Chinese community leader says the outbreak of racism related to coronavirus fears is "very hurtful."
Kai-Shek Luey, chair of the Auckland Chinese Community Centre, says since the virus began to spread, he has heard "quite a few" stories of Chinese people being subjected to racism.
In many cases, says Luey, people of Chinese origin are told to "go back home". One person he knows was told that, despite being born in New Zealand and never even having visited China.
"It is hurtful to a lot of people because we feel that we are generally good citizens, obey the law of the land and try and make a positive contribution," Luey told The AM Show on Friday.
He said it was not uncommon for latent racism to surface in such times and said the community had "experienced it all before", going back to the poll tax placed on Chinese people in the 1880s.
Luey urged people to remember that "we are a country of immigrants", adding "tolerance is important".
Governments around the world have scrambled to stop the spread of coronavirus, which originated in the Chinese city of Wuhan in December. At least 565 people have died from the virus so far, with more than 28,000 cases confirmed worldwide, the majority of which are in China.
New Zealand has placed a temporary ban on flights from mainland China and earlier this week evacuated Kiwis from Wuhan.
On Thursday the Ministry of Foreign Affairs and Trade confirmed a New Zealander had tested positive for the virus on a cruise ship near Japan. Thirteen Kiwis are on the ship, which has been placed in lockdown, though no cases have been confirmed within New Zealand.
Despite the absence of confirmed cases here, fears it will eventually arrive are sky-high.
Before the flights ban, some taxi drivers in Auckland refused to work at the international airport in order to mitigate their risk of contracting the virus.
Rotorua Lakes Councillor Fisher Wang has also spoken out against racist and xenophobic remarks against Chinese people in the community. His comments came after three Chinese tourists were taken to hospital in January to be assessed for the virus. All three were later cleared.
Other stories of racism have also surfaced.
One viewer of The AM Show said they witnessed a "horrendous" scene at a supermarket when a woman starting yelling at an elderly Asian woman choosing her fruit and vegetables.

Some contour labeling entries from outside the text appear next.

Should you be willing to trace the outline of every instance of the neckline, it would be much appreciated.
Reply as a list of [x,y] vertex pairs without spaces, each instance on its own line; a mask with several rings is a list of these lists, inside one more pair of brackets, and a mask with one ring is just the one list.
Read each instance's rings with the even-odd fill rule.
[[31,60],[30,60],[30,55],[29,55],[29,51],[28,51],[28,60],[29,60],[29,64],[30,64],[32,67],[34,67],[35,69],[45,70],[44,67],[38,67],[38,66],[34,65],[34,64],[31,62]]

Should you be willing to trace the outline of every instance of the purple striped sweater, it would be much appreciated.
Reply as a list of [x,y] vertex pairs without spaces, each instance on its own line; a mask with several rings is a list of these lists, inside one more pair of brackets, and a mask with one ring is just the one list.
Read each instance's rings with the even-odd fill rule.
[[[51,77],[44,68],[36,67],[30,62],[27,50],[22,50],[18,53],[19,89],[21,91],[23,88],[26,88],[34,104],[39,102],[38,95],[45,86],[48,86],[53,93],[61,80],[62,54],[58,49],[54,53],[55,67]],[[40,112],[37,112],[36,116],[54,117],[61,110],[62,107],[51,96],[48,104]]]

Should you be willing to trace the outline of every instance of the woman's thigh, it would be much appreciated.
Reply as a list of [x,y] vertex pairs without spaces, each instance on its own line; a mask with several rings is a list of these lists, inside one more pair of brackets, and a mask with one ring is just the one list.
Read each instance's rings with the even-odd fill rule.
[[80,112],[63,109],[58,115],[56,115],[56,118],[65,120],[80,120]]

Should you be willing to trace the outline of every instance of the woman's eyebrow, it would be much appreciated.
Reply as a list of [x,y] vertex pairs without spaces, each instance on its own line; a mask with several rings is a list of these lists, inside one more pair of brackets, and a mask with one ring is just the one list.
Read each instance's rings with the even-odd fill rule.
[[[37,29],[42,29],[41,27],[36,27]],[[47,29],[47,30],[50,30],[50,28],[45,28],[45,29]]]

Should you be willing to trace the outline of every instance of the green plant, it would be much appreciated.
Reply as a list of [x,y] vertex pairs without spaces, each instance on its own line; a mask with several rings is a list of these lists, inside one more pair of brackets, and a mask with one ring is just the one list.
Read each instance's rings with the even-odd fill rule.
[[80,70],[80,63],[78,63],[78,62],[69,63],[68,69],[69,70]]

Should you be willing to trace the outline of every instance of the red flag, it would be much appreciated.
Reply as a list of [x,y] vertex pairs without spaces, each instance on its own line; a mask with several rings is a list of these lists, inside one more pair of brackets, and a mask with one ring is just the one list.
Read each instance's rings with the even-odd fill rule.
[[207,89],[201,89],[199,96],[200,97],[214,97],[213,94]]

The lady yelled: "do you f****n Chinese people have to touch the fruit and veggies with your hands - why can't you just look with your eyes?" the viewer said.
"It was horrendous, and it made a fair few people uncomfortable and that poor elderly lady scurried off from what she was doing. It needs to stop, this is their home."
The New Zealand Chinese Association has also said it is "concerned that people of Chinese heritage are experiencing harassment and abuse sparked by fears about coronavirus".
"It is not on to harass or abuse anyone because of their ethnicity. Our actions must be based on facts and evidence rather than ignorance," the association's president Richard Leung said.
Luey says apart from the racism that has reared its head, the economic fallout of the virus will be sure to be felt here.
"The situation is very real and we don't know the full impact yet," he said. "It's definitely going to hurt the New Zealand economy because we've relied very much on the trade with China and also the tourism - over 400,000 [people] a year - and that's a big hole for employment."
The fact that some places in China were in lockdown was also bound to have an effect.
"People are just going to live very simply in their houses and avoid contact with other people, they're not going to go out and buy these [New Zealand-made] goods."